Testing Thermal-Relic Dark Matter with a Dark Photon Mediator

TL;DR

This paper evaluates the viability of thermal-relic dark matter models mediated by dark photons, using recent experimental results to exclude or support different parameter regimes, and highlights future experimental prospects.

Contribution

It provides the first comprehensive analysis of dark photon mediated dark matter in light of recent DAMIC-M results, identifying excluded and viable parameter spaces for various models.

Findings

Direct-annihilation regime for complex scalar dark matter is mostly excluded.

Resonant annihilation remains viable for specific mass relations.

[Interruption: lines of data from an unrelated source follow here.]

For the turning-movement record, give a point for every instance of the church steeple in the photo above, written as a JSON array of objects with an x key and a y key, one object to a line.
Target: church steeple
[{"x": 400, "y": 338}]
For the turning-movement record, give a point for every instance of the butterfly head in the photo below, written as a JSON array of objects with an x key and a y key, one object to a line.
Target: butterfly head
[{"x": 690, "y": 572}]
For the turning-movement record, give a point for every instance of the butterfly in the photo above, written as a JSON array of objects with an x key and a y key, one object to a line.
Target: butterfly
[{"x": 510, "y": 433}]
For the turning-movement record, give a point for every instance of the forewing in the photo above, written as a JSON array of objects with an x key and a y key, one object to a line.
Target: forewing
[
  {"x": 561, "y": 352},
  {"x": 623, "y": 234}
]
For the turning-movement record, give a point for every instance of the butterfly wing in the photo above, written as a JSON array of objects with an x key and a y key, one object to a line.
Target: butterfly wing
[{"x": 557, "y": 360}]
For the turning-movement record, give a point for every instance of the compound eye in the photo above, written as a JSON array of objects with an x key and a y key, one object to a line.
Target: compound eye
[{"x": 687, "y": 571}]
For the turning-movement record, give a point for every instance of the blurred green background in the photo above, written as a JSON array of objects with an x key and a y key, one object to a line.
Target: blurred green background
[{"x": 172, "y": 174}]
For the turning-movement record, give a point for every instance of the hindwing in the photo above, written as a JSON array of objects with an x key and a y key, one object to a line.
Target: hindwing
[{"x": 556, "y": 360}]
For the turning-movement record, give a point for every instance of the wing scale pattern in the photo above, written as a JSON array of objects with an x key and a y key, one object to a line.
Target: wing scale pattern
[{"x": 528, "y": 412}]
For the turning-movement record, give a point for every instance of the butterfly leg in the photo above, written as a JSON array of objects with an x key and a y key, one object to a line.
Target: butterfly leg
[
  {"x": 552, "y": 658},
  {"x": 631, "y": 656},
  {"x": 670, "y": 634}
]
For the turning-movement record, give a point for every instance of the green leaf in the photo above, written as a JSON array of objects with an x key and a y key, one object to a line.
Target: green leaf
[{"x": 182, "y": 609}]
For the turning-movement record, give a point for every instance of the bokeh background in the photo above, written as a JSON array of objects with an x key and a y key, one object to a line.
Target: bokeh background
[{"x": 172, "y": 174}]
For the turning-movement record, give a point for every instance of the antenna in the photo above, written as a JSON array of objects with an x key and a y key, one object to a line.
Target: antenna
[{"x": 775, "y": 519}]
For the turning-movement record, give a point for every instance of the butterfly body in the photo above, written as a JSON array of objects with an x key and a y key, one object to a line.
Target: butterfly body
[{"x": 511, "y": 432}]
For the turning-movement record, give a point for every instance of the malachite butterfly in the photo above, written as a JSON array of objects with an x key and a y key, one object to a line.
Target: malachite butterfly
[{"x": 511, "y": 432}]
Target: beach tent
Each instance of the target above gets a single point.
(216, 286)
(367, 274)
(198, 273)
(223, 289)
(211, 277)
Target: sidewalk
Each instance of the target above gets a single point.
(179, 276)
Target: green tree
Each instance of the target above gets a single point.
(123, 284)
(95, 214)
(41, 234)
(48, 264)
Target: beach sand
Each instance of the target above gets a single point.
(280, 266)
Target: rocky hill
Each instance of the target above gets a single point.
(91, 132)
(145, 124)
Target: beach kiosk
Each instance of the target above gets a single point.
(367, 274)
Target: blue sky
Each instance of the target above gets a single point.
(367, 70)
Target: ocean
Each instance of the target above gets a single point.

Secluded annihilation is excluded for dark matter masses below 30 GeV.

Abstract

In light of recent DAMIC-M results, we present the status of thermal-relic dark matter $\chi$ coupled to a kinetically-mixed dark photon $A^\prime$. In the predictive "direct annihilation" regime, $m_{A'} > m_\chi$, the relic abundance depends on the kinetic mixing parameter, and there is a minimum value compatible with thermal freeze out. Using only electron and nuclear recoil direct detection results, we find that for complex scalar dark matter, the direct-annihilation regime is now excluded for nearly all values of $m_\chi$; the only exception is the resonant annihilation regime where $m_{A'}\approx 2 m_\chi$. Direct annihilation relic targets for other representative models, including Majorana and Pseudo-Dirac candidates, remain viable across a wide range of model parameters, but will be tested with a combination of dedicated accelerator searches in the near future. In the opposite "secluded annihilation" regime, where $m_\chi > m_{A'}$, this scenario is excluded by cosmic microwave background measurements for all $m_\chi \lesssim 30$ GeV. Similar conclusions in both the direct and secluded regimes hold for all anomaly-free vector mediators that couple to the first generation of electrically-charged Standard Model particles.